Psychological problems are common in the pressure sore population, with a diagnosis of major depression in SCI patients ranging from 22% to 47.4%. Risk factors for depression include female gender, younger age, multiple previous operations for pressure sores. Foster et al . suggest that psychological factors may play a role in pressure ulcer recurrences.

Patient selection

All patients with pressure sores should be optimized with regard to the risk factors already enumerated. It is worth remembering that pressure sores are rarely life-threatening, and there is no need to rush to treatment or surgery if the patient has not been optimized. Many superficial wounds will heal with conservative therapies if correctable risk factors are identified and addressed. On the other hand, a patient who is malnourished, bedbound on an inappropriate mattress, with undiagnosed osteomyelitis, is doomed to failure regardless of the surgical technique used.

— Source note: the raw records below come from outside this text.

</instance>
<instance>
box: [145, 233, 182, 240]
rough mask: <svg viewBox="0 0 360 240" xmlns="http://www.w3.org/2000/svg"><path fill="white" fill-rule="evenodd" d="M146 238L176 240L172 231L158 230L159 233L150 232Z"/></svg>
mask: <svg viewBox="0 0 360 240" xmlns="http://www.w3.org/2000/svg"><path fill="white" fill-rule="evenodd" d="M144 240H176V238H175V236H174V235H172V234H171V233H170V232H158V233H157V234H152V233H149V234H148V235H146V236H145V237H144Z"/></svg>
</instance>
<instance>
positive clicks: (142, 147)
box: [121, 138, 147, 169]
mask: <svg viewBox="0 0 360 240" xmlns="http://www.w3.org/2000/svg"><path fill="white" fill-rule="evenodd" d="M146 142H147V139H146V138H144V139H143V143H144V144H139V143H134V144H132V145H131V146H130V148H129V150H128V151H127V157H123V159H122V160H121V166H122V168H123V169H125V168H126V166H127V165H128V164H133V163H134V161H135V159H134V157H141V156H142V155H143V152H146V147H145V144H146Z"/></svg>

A judgment must be made whether a wound is likely to heal by secondary intention or whether a flap is required to resurface the wound and/or fill dead space after debridement. In general, stage I and II pressure sores can be treated nonoperatively, while stage III and IV ulcers require flaps. Patients with suspected deep-tissue injury and unstageable ulcers should be debrided until they can be clearly staged. While surgical debridement is the gold standard, other methods can be used as appropriate.

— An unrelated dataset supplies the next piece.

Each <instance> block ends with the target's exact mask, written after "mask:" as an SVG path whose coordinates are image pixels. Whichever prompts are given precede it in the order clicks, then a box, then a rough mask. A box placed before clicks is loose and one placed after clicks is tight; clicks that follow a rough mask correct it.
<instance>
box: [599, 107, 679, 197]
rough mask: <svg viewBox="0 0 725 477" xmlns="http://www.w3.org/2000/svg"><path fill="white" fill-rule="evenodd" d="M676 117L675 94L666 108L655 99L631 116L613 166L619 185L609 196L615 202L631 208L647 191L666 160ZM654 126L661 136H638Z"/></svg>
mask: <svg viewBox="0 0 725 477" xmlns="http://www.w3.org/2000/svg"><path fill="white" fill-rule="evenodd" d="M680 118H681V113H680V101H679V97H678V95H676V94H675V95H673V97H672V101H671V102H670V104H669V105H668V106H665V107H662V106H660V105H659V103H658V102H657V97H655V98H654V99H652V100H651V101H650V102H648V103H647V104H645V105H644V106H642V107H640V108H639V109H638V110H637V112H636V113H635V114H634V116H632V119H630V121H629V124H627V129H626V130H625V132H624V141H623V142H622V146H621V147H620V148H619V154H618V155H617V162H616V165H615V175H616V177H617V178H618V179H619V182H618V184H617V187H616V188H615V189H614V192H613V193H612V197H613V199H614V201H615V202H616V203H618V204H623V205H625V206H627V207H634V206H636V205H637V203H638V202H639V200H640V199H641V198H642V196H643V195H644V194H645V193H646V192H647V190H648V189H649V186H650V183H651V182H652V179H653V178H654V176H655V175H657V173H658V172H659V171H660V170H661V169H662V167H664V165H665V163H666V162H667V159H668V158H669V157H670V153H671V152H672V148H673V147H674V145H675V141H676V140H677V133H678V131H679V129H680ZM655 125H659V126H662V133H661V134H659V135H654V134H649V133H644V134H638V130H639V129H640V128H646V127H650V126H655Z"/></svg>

While operative treatment is often delayed while the patient is optimized and risk factors corrected, it is a rare patient who never qualifies for any attempt at reconstruction. Obviously critically ill patients who cannot tolerate surgery should be stabilized before any sort of reconstruction is entertained. More uncommon is the patient with multiple severe comorbidities whose risk factors cannot be easily corrected, due to either medical or social factors. In such cases, chronic wound care may be preferable to attempted reconstruction that is doomed to failure and recurrence.